When you are done creating your resume and cover letter, what should your next step be? The reasonable thing for you to do is to start practicing for the interview process. The first face-to-face meeting with the hiring manager is an integral part in you landing a job. If you are not properly prepared, your chances of getting a second conference decrease.
To give yourself a solid foundation, you need to start by reviewing general questions and basic best practices. This will give you a generalized idea of how to answer questions, what to wear and how to act. However, if you want to be able to stand out from the competition, you also need to study arbitrator interview questions and answers. These industry-specific inquiries may help prepare you to give answers loaded with details about your important skills and experiences.
5 Arbitrator Interview Questions & Answers
1. How did you gain the expertise needed to be an arbitrator?
I gained the expertise needed to be an arbitrator through my education, experience and certifications. I have a bachelor's degree in finance management and a law degree, which gives me the insight I need to help solve disputes between two parties. I spent five years as an attorney and an additional six years as an arbitrator, which has allowed me to see a variety of cases. Because I have over a decade of related experience, I was able to join the American Arbitration Association National Roster of Arbitrators.
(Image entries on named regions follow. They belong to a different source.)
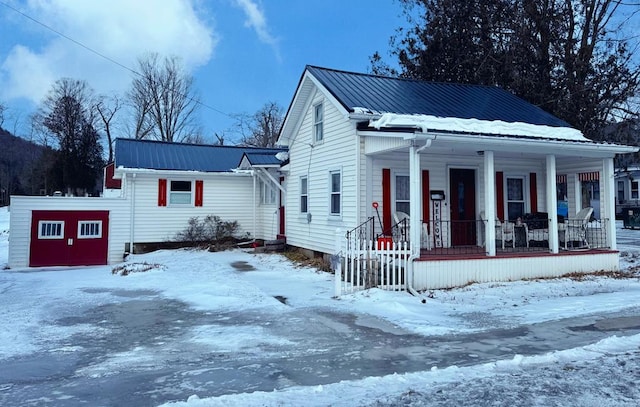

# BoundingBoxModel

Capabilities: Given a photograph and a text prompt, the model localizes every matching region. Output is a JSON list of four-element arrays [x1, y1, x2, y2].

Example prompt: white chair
[[558, 206, 593, 250], [480, 211, 516, 249]]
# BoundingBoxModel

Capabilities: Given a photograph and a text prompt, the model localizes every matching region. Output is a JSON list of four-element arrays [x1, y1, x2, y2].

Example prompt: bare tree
[[128, 54, 199, 142], [236, 102, 284, 147], [96, 95, 122, 163]]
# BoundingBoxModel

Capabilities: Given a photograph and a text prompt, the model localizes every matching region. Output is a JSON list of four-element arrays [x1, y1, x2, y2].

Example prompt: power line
[[0, 0, 235, 119]]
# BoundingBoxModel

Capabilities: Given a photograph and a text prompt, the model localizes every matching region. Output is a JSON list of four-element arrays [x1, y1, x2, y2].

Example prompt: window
[[38, 220, 64, 239], [78, 220, 102, 239], [169, 181, 191, 205], [618, 181, 637, 203], [300, 177, 309, 213], [313, 103, 324, 141], [260, 180, 276, 205], [395, 175, 411, 215], [507, 177, 525, 221], [329, 171, 342, 215]]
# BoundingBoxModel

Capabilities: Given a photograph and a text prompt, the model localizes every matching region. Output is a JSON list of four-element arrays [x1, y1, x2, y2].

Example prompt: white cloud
[[0, 0, 218, 103], [231, 0, 280, 58]]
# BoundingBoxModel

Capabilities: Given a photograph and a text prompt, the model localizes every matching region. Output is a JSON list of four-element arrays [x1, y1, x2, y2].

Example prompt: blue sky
[[0, 0, 404, 141]]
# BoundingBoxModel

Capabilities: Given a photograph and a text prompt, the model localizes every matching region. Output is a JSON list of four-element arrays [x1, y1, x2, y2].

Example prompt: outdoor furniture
[[393, 211, 410, 242], [480, 211, 516, 249], [558, 206, 593, 250]]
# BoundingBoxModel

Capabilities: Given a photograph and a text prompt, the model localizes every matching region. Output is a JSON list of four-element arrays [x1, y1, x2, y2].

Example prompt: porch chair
[[393, 211, 410, 241], [558, 206, 593, 250], [480, 211, 516, 249]]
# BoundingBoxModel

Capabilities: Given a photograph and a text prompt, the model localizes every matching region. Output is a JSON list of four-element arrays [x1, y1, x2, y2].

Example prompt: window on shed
[[38, 220, 64, 239], [329, 171, 342, 215], [78, 220, 102, 239], [313, 103, 324, 141], [300, 177, 309, 213], [169, 181, 192, 205]]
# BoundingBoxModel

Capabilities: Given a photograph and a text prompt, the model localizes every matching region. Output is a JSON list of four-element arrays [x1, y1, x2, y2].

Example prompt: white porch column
[[600, 158, 618, 250], [409, 144, 422, 255], [483, 151, 496, 256], [546, 154, 560, 253]]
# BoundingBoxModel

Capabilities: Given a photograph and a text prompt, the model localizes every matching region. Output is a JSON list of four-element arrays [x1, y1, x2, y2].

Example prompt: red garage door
[[29, 211, 109, 267]]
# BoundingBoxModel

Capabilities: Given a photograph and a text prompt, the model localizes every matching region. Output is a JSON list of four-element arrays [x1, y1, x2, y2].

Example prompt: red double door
[[29, 211, 109, 267]]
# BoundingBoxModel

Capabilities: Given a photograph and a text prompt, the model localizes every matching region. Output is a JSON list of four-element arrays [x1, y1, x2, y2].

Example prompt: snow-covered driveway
[[0, 209, 640, 406]]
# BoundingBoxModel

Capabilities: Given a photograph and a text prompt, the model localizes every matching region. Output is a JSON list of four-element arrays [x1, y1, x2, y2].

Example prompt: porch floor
[[416, 246, 617, 261]]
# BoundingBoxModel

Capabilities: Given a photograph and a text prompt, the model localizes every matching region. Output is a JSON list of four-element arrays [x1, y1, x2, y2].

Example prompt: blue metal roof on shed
[[115, 138, 286, 172], [307, 66, 571, 127]]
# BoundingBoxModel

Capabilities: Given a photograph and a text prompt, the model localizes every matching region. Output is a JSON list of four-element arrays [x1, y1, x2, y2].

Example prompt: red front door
[[29, 211, 109, 267], [449, 168, 477, 246]]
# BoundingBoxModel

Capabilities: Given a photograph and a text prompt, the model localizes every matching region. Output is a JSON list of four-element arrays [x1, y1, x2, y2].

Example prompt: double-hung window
[[313, 103, 324, 142], [260, 180, 276, 205], [300, 177, 309, 213], [329, 171, 342, 215], [395, 175, 411, 215], [169, 181, 192, 205], [507, 177, 525, 220]]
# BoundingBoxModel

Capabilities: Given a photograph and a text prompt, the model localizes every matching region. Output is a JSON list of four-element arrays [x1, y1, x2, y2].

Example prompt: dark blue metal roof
[[244, 151, 282, 165], [115, 138, 286, 172], [307, 66, 571, 127]]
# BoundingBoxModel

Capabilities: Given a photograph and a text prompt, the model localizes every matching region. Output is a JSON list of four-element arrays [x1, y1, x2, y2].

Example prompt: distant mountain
[[0, 127, 47, 206]]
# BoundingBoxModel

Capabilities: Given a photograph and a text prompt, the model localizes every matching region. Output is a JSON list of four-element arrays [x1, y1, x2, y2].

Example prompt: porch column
[[409, 143, 422, 254], [484, 151, 496, 256], [546, 154, 560, 253], [600, 158, 618, 250]]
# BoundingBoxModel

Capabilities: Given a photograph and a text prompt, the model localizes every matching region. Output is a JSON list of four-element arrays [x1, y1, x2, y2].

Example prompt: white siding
[[9, 196, 129, 268], [286, 92, 359, 253], [126, 173, 261, 243], [413, 252, 618, 290]]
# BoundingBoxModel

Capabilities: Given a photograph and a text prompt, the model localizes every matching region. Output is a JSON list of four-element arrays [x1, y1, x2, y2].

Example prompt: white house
[[279, 66, 637, 289]]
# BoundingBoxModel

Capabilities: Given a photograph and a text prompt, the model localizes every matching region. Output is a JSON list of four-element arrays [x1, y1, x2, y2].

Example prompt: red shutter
[[158, 178, 167, 206], [196, 180, 204, 206], [529, 172, 538, 213], [382, 168, 391, 233], [422, 170, 431, 229], [496, 171, 504, 221]]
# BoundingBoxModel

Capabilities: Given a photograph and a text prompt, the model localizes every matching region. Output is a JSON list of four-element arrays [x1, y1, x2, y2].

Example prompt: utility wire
[[0, 0, 236, 119]]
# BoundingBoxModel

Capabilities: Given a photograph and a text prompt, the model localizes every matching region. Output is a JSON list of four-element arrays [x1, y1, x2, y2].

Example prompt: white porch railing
[[335, 237, 411, 296]]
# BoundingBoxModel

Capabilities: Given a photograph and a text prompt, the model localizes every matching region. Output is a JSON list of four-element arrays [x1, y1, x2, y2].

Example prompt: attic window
[[313, 103, 324, 141], [169, 181, 191, 205]]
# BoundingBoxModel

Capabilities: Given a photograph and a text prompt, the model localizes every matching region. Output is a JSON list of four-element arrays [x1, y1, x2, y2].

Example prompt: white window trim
[[299, 175, 309, 215], [77, 220, 102, 239], [313, 102, 325, 144], [391, 171, 411, 216], [328, 169, 343, 218], [38, 220, 64, 240], [258, 179, 278, 205], [503, 173, 531, 220], [167, 179, 196, 207]]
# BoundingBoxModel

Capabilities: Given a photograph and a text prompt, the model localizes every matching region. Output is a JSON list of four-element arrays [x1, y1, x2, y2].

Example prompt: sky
[[0, 0, 405, 140], [0, 207, 640, 407]]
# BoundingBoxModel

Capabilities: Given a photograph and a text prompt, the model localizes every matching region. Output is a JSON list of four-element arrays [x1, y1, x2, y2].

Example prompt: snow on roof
[[369, 113, 590, 141]]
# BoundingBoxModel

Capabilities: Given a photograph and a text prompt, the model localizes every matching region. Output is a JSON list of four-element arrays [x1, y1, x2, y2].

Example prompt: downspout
[[129, 173, 136, 254], [251, 170, 257, 242], [407, 138, 432, 297]]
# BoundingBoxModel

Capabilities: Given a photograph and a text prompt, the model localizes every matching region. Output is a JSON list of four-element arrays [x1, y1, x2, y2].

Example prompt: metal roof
[[307, 66, 571, 127], [115, 138, 286, 172], [244, 151, 282, 166]]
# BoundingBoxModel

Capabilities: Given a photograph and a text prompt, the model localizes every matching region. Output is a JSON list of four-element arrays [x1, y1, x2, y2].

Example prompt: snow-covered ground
[[0, 208, 640, 407]]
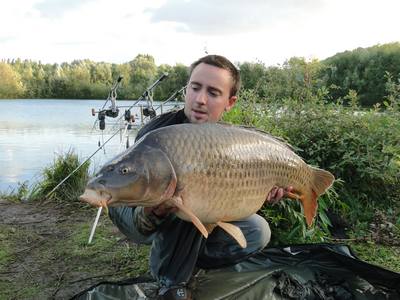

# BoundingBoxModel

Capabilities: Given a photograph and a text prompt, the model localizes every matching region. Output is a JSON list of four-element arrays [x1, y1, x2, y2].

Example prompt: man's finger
[[275, 188, 285, 200]]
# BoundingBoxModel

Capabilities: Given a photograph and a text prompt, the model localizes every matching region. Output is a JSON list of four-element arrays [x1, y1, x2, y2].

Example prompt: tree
[[0, 62, 24, 99]]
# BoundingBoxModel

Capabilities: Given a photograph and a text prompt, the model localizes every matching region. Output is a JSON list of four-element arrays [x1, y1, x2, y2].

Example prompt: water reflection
[[0, 100, 150, 192]]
2. What do you think an arbitrator's primary duties are?
The main goal of an arbitrator is to settle an argument between two parties by making a law-based decision. Because this is the end goal, I believe the main duties are to remain neutral and base the decision on the evidence presented. If these duties are neglected, the decision may not settle the dispute at hand.
3. If you had to pick one skill that is most important to have as an arbitrator, what would you say it is?
If I had to pick one skill and call it the most important for an arbitrator to have, I would say communication is the most important skill. This ability is so important because of the role it plays in the decision-making process. The arbitrator has to be able to listen to the evidence and evaluate what is being said. The arbitrator may have to read complex documents and must have the ability to distinguish important facts. Once all of this information is gathered, the arbitrator has to communicate decisions and requirements in a clear manner so all sides understand the decision. Not only does someone in this type of position have to be able to speak clearly, but he or she must also be able to write clearly. That is why communication is one of the most important skills for an arbitrator to have in my opinion.
4. Why do you think arbitration is an important part of the law?
I think arbitration is an important part of the law because it gives parties a way to solve their issues when they cannot afford the legal fees for a more formal trial and will not compromise on the issue at hand through mediation. I also think the benefits it offers makes it a great choice. Because many arbitrators have expertise in a certain subject matter, they may be better suited to make decisions in that area than judges.
5. Can you talk about a time when your decision-making skills played an important role?
Decision making is an important part of arbitration. It always plays a role in this job. Once a family came to me for help with a custody agreement. Both parents wanted full custody and were unwilling to compromise. I listened to each argument and poured over medical records, school records and other important documentation. Each parent was emotionally invested in the decision, and I didn't want to adversely affect the child. I had to make a fair, law-based choice on how to split the custody. I ended up doing a 60-40 split favoring the father because the records and testimony showed him to be the better choice, but I wanted to make sure the mother also got some time with her children. It was a hard choice, but in the end I think it was what was best.